組み立て親方

「うおーっ」
 とか、
「逆だったかー」
 とか、
「ねじ穴がー」
 とか、いろいろ絶叫したあと、ご主人は、本棚の組み立てを諦めたらしい。180センチといえば、電子ネズミにとっては、東京タワーのようなもの。手伝いようがなく、びすはご主人の半狂乱の様子をベッドの上からじっと見ているほかなかった。
 なんとか手伝いはできないかと考え、検索した結果。
 ぴんぽーん。
 ご主人は「なにか頼んだっけー」と言いながら、宅配便を受け取った。
「自動組立機「親方くん」でチュー」
「びすが買ってくれたのか。ありがとうな」
 ここで親方くんを組み立てるのに失敗するというありがちなパターンはさすがになかった。親方くんは組み立てる必要もないくらい小さな円錐形ロボットだった。
「なにか組み立てるのけ」
「本棚を」
「説明書はあるけ」
「あるよ」
「床に広げてみそ」
 言葉は変だが、親方はテキパキと指示を与える。
 じーっ、と音をたてて、説明書の全ページをスキャンした。それから、レーザー光線を照射しながら家中を移動した。家の図面を作ったらしい。
「よっしゃ。そろそろ始めるべか。材料を持ってきてみそ」
「え」
「はよせんか」
「ここでないとダメかな」
「ここしか無理。寝室、スペースなさすぎ」
 ご主人は必死で荷物を運びおろした。
「ほら、そこで休まない。横板を置く」
「はい」
「どうしてそんな置き方するか。立てる立てる」
「あ、そうか」
「天板と床板を合わせる。
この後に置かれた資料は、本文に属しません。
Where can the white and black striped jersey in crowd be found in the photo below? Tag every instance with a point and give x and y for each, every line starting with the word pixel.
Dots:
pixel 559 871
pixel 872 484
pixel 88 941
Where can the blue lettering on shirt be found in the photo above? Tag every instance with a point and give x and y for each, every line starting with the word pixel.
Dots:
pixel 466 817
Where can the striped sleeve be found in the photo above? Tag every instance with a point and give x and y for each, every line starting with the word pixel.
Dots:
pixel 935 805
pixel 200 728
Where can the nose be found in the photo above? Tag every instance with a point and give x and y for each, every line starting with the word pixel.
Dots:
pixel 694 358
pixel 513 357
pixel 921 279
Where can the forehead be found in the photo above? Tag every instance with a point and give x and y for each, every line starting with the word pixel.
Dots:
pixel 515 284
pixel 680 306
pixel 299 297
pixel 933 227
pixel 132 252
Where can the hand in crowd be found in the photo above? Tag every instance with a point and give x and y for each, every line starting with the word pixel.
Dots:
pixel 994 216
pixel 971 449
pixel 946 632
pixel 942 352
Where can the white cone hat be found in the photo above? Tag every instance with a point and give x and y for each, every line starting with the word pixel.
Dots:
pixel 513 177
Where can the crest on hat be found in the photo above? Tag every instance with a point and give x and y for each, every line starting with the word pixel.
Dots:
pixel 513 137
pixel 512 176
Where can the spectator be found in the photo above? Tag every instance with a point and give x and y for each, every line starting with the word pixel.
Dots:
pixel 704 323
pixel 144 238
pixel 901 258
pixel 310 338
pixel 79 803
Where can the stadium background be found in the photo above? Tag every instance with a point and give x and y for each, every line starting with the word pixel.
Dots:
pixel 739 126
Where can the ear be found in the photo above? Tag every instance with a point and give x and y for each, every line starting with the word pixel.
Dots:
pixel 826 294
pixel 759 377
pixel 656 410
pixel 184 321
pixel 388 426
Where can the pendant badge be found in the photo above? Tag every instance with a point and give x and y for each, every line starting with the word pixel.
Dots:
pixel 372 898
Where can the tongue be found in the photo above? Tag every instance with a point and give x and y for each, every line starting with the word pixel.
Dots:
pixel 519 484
溝の位置がちがーう」
「ああー」
「不器用だなおまえ。ま、これも修行だ」
 親方は指示専門のロボットだった。どうりで安いはずだ。
 ご主人は大汗をかき、それでもなんとか本棚は完成した。
「んー、お疲れさん。じゃ、オレに充電して今日はあがりだ。明日は、なにを作るんだ?」
「いや、とりあえずはこれで終わりですが」
「バカモン。じゃあ、オレが決める。明日はつり棚だ。ちゃんと板と鎖を用意しとけよ」
 びすはこそこそとその場を逃げ出した。